The spontaneity of exothermic and endothermic processes will depend on the
\begin{equation}
\Delta S_{t o t}=\Delta S_{\text {surr }}+\Delta S_{\text {sys }}
\end{equation}
ΔSsys often depends on matter dispersal (positional entropy). ΔSsurr depends on energy changes in the surroundings, ΔHsurr = -ΔHsys (thermal entropy).

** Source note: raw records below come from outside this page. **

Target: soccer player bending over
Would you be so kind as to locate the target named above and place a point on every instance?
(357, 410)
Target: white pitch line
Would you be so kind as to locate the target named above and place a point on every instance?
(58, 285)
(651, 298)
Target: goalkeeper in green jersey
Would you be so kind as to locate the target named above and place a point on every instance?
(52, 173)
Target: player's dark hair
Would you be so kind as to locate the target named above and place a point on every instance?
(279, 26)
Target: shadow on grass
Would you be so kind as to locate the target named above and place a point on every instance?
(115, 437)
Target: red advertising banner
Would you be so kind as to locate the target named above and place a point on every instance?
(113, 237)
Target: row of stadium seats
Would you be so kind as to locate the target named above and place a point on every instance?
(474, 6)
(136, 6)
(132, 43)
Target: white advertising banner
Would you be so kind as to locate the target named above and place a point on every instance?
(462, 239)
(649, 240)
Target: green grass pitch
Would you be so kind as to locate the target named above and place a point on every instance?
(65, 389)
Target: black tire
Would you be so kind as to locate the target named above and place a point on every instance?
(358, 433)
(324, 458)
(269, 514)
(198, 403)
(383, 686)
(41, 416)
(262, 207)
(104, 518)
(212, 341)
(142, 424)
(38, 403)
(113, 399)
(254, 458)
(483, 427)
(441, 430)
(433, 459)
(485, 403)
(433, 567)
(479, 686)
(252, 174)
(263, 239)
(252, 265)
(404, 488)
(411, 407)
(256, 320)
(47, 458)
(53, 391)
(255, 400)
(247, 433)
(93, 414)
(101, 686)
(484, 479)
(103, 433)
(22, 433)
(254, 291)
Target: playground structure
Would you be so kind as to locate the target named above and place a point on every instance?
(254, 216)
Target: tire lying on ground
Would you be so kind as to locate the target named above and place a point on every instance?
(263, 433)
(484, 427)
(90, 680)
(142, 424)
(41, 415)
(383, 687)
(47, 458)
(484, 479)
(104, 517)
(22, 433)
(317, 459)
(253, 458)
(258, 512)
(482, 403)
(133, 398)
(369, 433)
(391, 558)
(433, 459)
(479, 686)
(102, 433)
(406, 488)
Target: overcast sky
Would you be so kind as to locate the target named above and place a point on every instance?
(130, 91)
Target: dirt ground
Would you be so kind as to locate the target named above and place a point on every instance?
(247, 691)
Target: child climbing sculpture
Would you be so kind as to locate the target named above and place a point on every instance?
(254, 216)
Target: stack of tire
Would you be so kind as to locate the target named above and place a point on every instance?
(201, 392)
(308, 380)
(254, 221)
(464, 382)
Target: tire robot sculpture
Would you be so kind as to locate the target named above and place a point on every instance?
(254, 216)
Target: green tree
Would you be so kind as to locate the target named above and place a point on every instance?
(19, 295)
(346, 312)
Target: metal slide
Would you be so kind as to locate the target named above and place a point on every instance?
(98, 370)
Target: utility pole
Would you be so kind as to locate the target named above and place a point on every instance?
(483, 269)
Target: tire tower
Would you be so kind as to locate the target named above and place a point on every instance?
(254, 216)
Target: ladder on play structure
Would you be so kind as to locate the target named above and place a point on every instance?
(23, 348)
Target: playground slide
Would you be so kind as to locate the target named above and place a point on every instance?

It is more convenient to express thermodynamic properties based on the system which is being studied, not on the surrounding. This can be readily done for the ΔSsurr which depends both on ΔHsys and the temperature. First consider the dependency on ΔHsys. Thermal energy flows into or out of the system, and since ΔHsys = - ΔHsurr,
\(ΔS_{surr}\) is proportional to -ΔHsys
- For an exothermic reaction, ΔSsurr > 0 (since ΔHsys < 0) and the reaction is favored;
- For an endothermic reaction, ΔSsurr < 0, (since ΔHsys > 0), and the reaction is disfavored;
\(ΔS_{surr}\) also depends on the temperature T of the surroundings:
\(ΔS_{surr}\) is proportional to 1/T
If the Tsurr is high, a given heat transfer to or from the surroundings will have a smaller effect on the \(ΔS_{surr}\). Conversely, if the Tsurr is low, the effect on ΔSsurr will be greater. (Atkins uses the analogy of the effect of a sneeze in a library compared to in a crowded street; An American Chemistry General Chemistry text uses the analogy of giving $5 to a friend with $1000 compared to one who has just $10.) Hence,
\begin{equation}
\Delta S_{\mathrm{surr}}=\frac{-\Delta \mathrm{H}_{\mathrm{sys}}}{\mathrm{T}}
\end{equation}
(Note: from a more rigorous thermodynamic approach, entropy can be determined from \begin{equation}
\mathrm{dS}=\frac{\mathrm{dq}_{\mathrm{rev}}}{\mathrm{T}}
\end{equation}
Once again,
\begin{equation}
\Delta S_{\text {tot }}=\Delta S_{\text {surr }}+\Delta S_{\text {sys }}
\end{equation}
\(ΔS_{tot}\) depends on both enthalpy changes in the system and entropy changes in the surroundings. Hence,
\begin{equation}
\Delta S_{\text {tot }}=\frac{-\Delta \mathrm{H}_{\mathrm{sys}}}{\mathrm{T}}+\Delta \mathrm{S}_{\mathrm{sys}}
\end{equation}
Multiplying both sides by \(-T\) gives
\begin{equation}
-\mathrm{T} \Delta \mathrm{S}_{\mathrm{tot}}=\Delta \mathrm{H}_{\mathrm{sys}}+\mathrm{T} \Delta \mathrm{S}_{\mathrm{sys}}
\end{equation}
The thermodynamic function Gibb's Free Energy, \(G\), can be defined as:
\begin{equation}
G=H-T S
\end{equation}
At constant \(T\) and \(P\),
\begin{equation}
\Delta G=\Delta H-T \Delta S
\end{equation}
Hence
\begin{equation}
\Delta G_{s y s}=\Delta H_{s y s}-T \Delta S_{s y s}=-T \Delta S_{t o t}
\end{equation}
Spontaneity is determined by \(ΔS_{tot}\) OR \(ΔG_{sys}\) since \(ΔS_{tot} = -ΔG_{sys}/T\). \(ΔG_{sys}\) is widely used in discussing spontaneity since it is a state function, depends only on the enthalpy and entropy changes in the system, and is negative (as is the potential energy change for a falling object) for all spontaneous processes.
The second law of thermodynamics can be succinctly stated: For any spontaneous process, the \(ΔS_{tot} > 0\). Unlike energy (from the First Law), entropy is not conserved.